Under the cash method of accounting, generally taxpayers include income items that are received in the form of cash, checks, and property, in the year in which they are received. Under the cash equivalency doctrine, a promise to pay an amount in the future, even though it is a property right, generally will be included upon receipt only if the promise to pay constitutes a cash equivalent.
Whether an obligation is a cash equivalent is generally determined based on common law standards developed by the courts with some assistance from the Service. As a consequence, the current approach to cash equivalency suffers from the lack of a uniform standard. There is also uncertainty in applying the particular tests, given the fact-intensive, imprecise inquiry that is required. In addition, the current standards for cash equivalency may also present liquidity difficulties for taxpayers.

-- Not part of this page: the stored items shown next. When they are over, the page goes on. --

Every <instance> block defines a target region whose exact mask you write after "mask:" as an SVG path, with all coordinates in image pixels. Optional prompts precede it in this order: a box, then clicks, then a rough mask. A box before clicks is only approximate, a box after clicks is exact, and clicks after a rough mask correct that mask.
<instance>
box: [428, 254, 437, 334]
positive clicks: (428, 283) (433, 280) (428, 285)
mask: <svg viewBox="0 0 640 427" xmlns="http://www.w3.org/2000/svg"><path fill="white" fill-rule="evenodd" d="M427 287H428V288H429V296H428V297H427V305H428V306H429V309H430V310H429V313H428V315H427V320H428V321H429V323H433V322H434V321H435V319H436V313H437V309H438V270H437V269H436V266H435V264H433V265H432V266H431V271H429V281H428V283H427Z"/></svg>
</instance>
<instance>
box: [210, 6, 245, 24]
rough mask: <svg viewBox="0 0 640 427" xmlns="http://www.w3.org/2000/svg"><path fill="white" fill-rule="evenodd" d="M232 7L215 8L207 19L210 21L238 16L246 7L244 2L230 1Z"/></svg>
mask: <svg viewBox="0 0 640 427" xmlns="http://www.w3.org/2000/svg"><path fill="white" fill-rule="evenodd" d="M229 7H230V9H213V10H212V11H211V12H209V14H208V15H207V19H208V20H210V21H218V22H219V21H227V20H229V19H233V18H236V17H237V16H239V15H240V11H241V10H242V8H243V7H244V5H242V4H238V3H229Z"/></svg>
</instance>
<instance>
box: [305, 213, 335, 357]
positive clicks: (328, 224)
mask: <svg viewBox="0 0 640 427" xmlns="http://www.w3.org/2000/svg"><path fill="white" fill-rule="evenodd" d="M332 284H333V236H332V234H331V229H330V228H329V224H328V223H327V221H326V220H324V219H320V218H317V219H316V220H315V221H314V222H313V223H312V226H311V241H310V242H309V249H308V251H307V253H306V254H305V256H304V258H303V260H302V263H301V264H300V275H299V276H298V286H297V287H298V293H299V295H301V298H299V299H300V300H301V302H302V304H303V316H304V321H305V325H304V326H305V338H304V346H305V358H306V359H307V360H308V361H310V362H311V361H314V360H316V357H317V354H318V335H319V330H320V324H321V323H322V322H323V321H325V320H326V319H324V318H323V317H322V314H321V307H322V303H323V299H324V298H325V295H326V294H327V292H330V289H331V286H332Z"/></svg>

To address these problems, this article proposes a single test for determining whether an obligation calling for future payments is a cash equivalent. The proposed test would generally define a cash equivalent as an obligation that is readily tradable in an established securities market. By avoiding the aforementioned problems, the proposed test would promote the simplicity and liquidity policies that underlie the cash method of accounting. The proposed test would also create consistency with the results under the installment method of reporting when a taxpayer receives a deferred-payment obligation on the sale of property. To prevent possible abuses, the article also considers the adoption of certain measures that apply in connection with the installment method.